To create a compelling system, first, you need to make decisions about how things work and how things fit together. The “Linux distribution” mindset is an excuse for having different vendors make different decisions and we end up sharing very little. We need people like Arjan’s team, the Ubuntu team, the Fedora team, the OpenSuSE team to share far more than we do now. I think a lot of vendors (“distributions”) tend to have an insular mindset where they think they are the center of the universe and why doesn’t everyone just join their project anyways?

Five or six years ago I think there was more of a mindset that Linux and the Free Desktop was going to take over from Windows (“year of the Linux desktop” and all that) and each vendor thought they were going to take over the world and consequently were less interested in collaboration.
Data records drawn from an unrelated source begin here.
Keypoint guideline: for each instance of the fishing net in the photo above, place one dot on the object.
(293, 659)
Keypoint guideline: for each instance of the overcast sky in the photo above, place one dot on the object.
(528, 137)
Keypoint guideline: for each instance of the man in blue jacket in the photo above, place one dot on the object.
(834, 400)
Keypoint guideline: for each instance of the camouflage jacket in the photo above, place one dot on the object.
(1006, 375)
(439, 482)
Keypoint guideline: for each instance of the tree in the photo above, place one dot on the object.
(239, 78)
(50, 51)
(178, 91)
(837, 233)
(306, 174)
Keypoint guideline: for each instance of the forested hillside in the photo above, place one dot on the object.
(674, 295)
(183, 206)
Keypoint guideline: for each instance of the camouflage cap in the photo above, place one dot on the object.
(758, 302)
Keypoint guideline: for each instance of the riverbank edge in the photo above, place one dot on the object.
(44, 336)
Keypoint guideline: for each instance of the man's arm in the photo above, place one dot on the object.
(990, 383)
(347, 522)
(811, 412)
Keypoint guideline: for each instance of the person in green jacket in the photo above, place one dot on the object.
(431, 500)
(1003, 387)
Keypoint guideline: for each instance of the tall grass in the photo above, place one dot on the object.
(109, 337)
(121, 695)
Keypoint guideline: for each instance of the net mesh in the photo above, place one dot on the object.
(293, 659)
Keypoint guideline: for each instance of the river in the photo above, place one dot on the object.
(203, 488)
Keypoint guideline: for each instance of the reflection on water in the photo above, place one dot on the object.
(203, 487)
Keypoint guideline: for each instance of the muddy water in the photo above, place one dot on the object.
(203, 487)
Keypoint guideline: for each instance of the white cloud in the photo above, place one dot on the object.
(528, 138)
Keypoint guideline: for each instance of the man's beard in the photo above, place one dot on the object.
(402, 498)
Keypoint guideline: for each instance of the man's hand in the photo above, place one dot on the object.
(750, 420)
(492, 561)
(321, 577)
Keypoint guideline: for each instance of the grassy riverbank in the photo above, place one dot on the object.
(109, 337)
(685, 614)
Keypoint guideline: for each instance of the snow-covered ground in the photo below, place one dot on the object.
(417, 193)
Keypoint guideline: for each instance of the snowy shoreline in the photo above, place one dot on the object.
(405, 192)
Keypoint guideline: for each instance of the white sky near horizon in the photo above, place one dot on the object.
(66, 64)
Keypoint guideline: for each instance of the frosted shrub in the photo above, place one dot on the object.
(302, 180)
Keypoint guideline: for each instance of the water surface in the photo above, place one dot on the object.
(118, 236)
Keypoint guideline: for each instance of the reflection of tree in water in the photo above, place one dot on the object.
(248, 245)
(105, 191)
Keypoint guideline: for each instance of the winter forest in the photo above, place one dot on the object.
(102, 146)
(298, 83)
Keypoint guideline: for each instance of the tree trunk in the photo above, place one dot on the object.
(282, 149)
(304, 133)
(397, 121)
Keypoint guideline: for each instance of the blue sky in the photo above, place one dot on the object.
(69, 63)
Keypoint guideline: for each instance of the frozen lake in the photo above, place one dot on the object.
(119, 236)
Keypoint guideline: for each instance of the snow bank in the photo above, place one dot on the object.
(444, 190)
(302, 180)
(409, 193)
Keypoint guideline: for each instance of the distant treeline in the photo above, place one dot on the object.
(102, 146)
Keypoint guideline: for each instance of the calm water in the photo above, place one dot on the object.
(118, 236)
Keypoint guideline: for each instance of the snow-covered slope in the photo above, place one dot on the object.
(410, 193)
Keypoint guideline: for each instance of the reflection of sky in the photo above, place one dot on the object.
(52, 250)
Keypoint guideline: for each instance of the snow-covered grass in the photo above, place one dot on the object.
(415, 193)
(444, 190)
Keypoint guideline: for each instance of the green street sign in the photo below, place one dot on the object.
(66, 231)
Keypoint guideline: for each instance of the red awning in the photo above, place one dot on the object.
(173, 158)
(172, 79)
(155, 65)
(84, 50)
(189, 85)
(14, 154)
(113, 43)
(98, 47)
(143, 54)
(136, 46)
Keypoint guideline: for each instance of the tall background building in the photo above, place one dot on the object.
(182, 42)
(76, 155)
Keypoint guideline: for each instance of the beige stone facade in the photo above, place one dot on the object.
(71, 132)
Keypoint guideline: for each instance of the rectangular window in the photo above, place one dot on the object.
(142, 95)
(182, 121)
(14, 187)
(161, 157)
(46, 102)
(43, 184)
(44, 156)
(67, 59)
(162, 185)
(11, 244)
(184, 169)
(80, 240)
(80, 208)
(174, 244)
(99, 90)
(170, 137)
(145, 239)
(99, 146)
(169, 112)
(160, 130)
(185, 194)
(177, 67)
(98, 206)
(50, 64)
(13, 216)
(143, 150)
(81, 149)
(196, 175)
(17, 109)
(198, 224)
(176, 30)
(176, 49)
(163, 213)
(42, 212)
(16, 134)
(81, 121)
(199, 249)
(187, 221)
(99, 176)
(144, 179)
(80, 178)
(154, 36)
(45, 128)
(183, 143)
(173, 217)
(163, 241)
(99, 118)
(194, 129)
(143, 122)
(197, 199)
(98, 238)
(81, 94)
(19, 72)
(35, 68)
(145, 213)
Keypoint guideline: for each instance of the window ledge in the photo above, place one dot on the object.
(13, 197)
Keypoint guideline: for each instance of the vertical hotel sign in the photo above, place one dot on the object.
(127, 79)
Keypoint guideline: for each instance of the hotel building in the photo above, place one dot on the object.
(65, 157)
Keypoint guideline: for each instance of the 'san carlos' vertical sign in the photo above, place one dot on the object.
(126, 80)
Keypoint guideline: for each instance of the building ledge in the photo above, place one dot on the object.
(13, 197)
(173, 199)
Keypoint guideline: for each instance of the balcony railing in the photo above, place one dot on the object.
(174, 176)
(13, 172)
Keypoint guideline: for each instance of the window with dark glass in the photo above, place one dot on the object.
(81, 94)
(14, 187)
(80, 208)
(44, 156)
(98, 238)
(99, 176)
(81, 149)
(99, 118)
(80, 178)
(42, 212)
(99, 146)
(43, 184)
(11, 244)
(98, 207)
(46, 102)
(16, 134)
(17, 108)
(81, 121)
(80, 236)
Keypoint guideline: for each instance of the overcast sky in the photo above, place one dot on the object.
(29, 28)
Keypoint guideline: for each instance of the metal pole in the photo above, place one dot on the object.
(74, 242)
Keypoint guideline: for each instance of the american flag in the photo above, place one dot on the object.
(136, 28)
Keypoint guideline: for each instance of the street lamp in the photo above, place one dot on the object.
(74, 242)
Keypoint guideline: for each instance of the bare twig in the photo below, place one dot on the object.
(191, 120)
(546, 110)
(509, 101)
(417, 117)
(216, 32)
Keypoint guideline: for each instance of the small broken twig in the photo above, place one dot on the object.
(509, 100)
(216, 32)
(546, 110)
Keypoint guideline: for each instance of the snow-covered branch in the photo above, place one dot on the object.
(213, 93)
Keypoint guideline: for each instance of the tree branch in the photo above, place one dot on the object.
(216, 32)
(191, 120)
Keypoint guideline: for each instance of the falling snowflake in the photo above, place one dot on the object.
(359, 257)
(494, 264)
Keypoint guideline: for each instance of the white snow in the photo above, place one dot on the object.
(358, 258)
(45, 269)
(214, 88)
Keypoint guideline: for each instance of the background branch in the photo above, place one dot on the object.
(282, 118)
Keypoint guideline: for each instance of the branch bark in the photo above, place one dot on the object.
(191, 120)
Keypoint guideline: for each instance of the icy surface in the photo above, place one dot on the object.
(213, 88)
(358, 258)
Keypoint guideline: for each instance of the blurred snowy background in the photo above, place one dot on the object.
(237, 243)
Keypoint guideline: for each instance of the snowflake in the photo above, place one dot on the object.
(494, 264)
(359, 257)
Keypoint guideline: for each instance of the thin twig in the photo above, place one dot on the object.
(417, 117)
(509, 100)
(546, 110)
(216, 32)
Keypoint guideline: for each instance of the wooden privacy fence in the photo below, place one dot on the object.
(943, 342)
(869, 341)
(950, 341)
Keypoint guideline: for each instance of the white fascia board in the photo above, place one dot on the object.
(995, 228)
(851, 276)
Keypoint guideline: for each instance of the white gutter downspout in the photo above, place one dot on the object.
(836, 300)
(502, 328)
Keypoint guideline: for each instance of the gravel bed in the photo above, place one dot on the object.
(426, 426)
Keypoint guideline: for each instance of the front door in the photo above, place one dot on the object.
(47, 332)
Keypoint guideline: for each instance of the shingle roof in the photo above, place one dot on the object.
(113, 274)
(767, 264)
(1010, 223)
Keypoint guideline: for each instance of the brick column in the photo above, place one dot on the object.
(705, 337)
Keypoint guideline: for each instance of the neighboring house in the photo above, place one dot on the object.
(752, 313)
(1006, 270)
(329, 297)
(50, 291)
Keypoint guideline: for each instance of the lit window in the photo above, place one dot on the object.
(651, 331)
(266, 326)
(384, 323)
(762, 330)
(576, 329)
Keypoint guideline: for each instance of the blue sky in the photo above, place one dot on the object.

Personally I don’t think we’re going to see that sudden takeover any time soon, but at the same time if we do things right there is a lot of opportunity.

It’s easy to say distributions are bad of course – far harder to actually collaborate better. How do we do that? Here’s an idea:

Share a core OS image built at freedesktop.org

We’re not going to unify all the different packaging tools tomorrow. However, there’s no reason that the core OS build tools and image (kernel, dbus, HAL, X.org) couldn’t be shared. So “distributions” could keep their favorite variant of tar and wget (.deb and apt, rpm and zypper, rpm and yum) for everything outside of the image. In other words you could still do “apt-get install epiphany” or “yum install httpd” whatever other app on top of the image and that would still work in a normal “packaging” way, but the core OS image would be rsync’d outside of that.

Each vendor would still control all of the code – each component of the image could have a “vendor” branch where vendors can add kernel drivers and the like. Image update policy would still be controlled by vendors.

There of of course other things that it’s completely stupid to fork like bug trackers and more importantly the bug reports. We need to do a much better job of sharing bugs in the right place – the upstream project.

In a sentence, take projects like freedesktop.org and gnome.org as more than just tarball sources and turn them into real collaboration points where things get tied together, sharing actual infrastructure. It wouldn’t be easy but really, we need to stop thinking that it’s acceptable to have 5+ major forks of the core OS infrastructure.